Could you please tell me whether this word is something like to hug (children)? Does it mean more ? How would you translate it into a F/ E/ German/... word ? (Thanks)


----------



## Mauricet

Strange indeed, this word has quite a few google hits but the Kamus Besar Bahasa Indonesia doesn't recognize it. Is it kind of slang ?


----------



## ThomasK

I don't know. I am just trying to test a book ('Tingo'), mentioning all kinds of 'funny', peculiar words, and checking the precise meanings of some words. 

Couldn't you derive some kind of meaning from the context, or just give it a try ? (Thanks)


----------



## stupoh

It's a Javanese slang according to my Javanese friend. I'm not Javanese myself and never heard of this word before. It's rather hard to explain the meaning. It's sort of gently rubbing your hand against someone's head, usually a younger one. My friend said it's a playful action and has no meaning of punishment or such.

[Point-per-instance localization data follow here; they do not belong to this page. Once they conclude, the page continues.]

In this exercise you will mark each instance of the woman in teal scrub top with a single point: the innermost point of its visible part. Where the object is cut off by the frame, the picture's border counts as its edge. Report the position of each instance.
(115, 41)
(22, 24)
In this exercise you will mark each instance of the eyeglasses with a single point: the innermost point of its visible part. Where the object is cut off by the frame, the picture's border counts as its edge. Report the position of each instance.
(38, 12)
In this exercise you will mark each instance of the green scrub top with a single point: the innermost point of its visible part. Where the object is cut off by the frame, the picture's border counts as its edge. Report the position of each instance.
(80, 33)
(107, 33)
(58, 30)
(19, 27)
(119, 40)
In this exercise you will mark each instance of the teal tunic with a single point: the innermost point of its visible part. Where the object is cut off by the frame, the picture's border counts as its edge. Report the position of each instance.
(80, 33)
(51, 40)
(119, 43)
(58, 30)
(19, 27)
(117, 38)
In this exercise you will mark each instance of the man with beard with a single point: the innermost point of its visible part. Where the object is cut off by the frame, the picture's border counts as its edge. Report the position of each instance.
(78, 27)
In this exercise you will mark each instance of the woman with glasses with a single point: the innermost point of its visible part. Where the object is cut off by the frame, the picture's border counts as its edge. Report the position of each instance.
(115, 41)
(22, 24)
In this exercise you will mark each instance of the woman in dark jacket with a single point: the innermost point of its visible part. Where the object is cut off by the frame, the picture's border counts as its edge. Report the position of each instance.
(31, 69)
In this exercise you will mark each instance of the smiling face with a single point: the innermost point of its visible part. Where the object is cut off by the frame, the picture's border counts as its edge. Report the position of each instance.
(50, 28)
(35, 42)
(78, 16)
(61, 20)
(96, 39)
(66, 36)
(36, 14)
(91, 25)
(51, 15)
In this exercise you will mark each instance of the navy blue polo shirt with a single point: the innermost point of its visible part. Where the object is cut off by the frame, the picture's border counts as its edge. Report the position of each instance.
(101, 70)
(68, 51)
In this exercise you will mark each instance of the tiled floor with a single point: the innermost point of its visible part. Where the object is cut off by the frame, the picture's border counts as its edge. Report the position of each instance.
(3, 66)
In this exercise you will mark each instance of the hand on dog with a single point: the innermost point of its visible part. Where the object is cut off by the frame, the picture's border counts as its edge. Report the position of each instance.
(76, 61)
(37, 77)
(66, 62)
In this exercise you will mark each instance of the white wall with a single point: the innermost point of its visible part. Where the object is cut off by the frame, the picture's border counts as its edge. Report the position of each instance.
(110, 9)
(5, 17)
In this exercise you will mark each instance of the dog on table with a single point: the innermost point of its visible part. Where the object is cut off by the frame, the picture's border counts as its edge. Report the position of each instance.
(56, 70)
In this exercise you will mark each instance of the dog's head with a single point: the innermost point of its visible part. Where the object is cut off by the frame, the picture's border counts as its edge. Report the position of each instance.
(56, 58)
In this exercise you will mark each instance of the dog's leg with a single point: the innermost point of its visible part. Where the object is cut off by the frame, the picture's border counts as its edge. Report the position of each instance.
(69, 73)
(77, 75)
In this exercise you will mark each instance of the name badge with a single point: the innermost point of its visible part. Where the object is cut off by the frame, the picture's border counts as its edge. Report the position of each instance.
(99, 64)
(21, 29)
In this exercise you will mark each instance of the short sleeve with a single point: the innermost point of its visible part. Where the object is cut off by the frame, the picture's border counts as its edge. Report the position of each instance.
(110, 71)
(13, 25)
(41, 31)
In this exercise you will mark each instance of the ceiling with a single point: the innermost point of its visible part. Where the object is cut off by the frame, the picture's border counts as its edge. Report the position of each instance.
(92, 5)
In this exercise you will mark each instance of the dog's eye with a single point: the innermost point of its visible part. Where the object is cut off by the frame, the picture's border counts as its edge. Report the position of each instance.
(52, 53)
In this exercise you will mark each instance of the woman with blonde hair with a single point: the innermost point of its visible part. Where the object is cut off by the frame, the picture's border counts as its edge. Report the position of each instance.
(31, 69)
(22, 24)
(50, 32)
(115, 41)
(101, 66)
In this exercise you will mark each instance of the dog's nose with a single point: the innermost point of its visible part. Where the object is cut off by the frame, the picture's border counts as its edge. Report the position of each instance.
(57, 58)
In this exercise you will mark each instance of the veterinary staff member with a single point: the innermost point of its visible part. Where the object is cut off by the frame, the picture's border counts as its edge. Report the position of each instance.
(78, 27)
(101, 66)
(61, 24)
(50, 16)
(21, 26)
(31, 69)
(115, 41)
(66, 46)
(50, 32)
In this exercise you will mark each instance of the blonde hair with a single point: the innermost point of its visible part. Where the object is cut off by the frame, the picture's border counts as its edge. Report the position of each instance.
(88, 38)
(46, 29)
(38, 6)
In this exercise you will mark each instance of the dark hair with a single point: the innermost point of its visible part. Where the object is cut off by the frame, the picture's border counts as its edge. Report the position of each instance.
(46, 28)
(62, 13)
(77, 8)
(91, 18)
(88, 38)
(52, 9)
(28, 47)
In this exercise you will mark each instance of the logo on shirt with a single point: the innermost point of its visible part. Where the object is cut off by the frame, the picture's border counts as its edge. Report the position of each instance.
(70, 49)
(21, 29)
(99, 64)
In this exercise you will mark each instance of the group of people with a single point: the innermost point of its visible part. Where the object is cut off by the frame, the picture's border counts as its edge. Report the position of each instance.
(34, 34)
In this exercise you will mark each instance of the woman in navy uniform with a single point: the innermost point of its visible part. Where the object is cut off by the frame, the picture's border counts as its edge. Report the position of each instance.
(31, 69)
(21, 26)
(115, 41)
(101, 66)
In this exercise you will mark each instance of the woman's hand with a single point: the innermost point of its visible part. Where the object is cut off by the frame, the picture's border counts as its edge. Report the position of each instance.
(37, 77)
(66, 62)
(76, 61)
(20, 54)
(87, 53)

I hope my explanation is clear. I need an animation to really describe it.. 
But feel free to ask more detail if you like!


----------



## ThomasK

Wel, this looks quite good: it reminds of hugging, but in some other way, showing affection. But very special. Thanks. 
_(It reminds me of a Benedictine greeting: where people incline the side of their heads together, do not kiss one another's cheeks - but of course here the hands are being used.)_


----------



## Lily Hendra

stupoh said:


> It's a Javanese slang according to my Javanese friend. I'm not Javanese myself and never heard of this word before. It's rather hard to explain the meaning. It's sort of gently rubbing your hand against someone's head, usually a younger one. My friend said it's a playful action and has no meaning of punishment or such.
> 
> I hope my explanation is clear. I need an animation to really describe it..
> But feel free to ask more detail if you like!




Thank you stupoh! I needed to know the meaning of this word and your explanation pleases me.  Thanks again!


----------